Every year, students in AVPA Theater have the opportunity to attend a theater festival known as CETA (California Educational Theater Association) over Martin Luther King Jr. weekend. Both technical theater members and performers take part, making it a well-rounded experience for everyone. This year’s festival was held last weekend from Friday to Sunday evening, and was quite eventful.
CETA invites schools from all over Southern California to come to the festival, and the schools are broken up into four areas. Over the course of the weekend, four plays are put on, each of them being voted as the best from their area. CETA adjudicators visit all of these schools, where they watch and evaluate the plays that are put on.
CCHS was not chosen this year to perform Lord of the Flies, but several awards were given out to students from our school.
Kacey Oschack and Sophia Lafaurie won director’s awards, meaning that Lord of the Flies director Ken Sawyer thought of them as the best cast and crew members in the production. Zoe Alamillo was given an adjudicator award for the costumes in CCHS’s play. This is an extremely impressive award, meaning that one of the CETA judges was highly impressed with Zoe’s work, and found it very memorable. Additionally, the trailer for Lord of the Flies, created by Alex Dashwood with the help of AVPA Film, won third place out of all of the trailers in the entire festival.
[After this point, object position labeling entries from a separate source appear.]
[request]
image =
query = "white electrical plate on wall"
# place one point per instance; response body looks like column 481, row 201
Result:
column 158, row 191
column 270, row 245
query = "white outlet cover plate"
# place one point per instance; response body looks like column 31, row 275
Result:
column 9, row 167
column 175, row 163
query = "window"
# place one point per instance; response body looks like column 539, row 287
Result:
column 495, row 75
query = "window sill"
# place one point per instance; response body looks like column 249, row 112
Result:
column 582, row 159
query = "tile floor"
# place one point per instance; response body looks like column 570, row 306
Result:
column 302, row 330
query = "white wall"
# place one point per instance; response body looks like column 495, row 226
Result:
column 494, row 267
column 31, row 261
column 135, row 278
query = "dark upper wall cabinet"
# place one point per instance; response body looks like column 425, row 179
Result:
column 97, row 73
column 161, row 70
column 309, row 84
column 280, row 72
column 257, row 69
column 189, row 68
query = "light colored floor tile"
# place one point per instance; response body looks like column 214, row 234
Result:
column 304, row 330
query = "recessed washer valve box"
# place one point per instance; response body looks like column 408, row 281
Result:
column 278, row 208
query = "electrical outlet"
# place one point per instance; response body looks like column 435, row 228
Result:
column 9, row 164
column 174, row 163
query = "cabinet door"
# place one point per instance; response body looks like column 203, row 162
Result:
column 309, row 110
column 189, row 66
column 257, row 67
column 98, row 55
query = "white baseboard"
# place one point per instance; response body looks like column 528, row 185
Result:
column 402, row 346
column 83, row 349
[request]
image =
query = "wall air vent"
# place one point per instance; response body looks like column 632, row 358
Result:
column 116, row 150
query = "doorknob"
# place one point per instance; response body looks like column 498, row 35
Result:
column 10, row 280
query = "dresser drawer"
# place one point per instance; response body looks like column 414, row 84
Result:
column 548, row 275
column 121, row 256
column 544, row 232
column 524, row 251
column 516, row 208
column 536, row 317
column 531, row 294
The most prestigious award given out to one of our students was the Senior’s Acting Scholarship, given to Ryanne Biernat. Eighty-one seniors auditioned for this scholarship, and only five of them were awarded it. Kacey Oschack was also one of the final thirteen contenders for this scholarship, which is highly impressive.
CETA has a lot of moving parts on top of awards and award-winning plays. On Saturday, students signed up for two different workshops, where they reached out of their comfort zones and learned more about theater. These workshops ranged from learning audition techniques to getting better at dancing and everything in between. Workshops about lighting and sound were also included, in addition to many others.
Along with the bigger attractions, a film festival and festival of scenes were held. Awards were given out for both of these, and the winning pieces were put on display and performed for the entire audience. Also, the second and third place plays from each areas either performed a scene from the play, or a ten minute piece that summed it all up.
CETA holds an important place in the heart of CCHS’s theater kids each year, and this year did not fail to disappoint.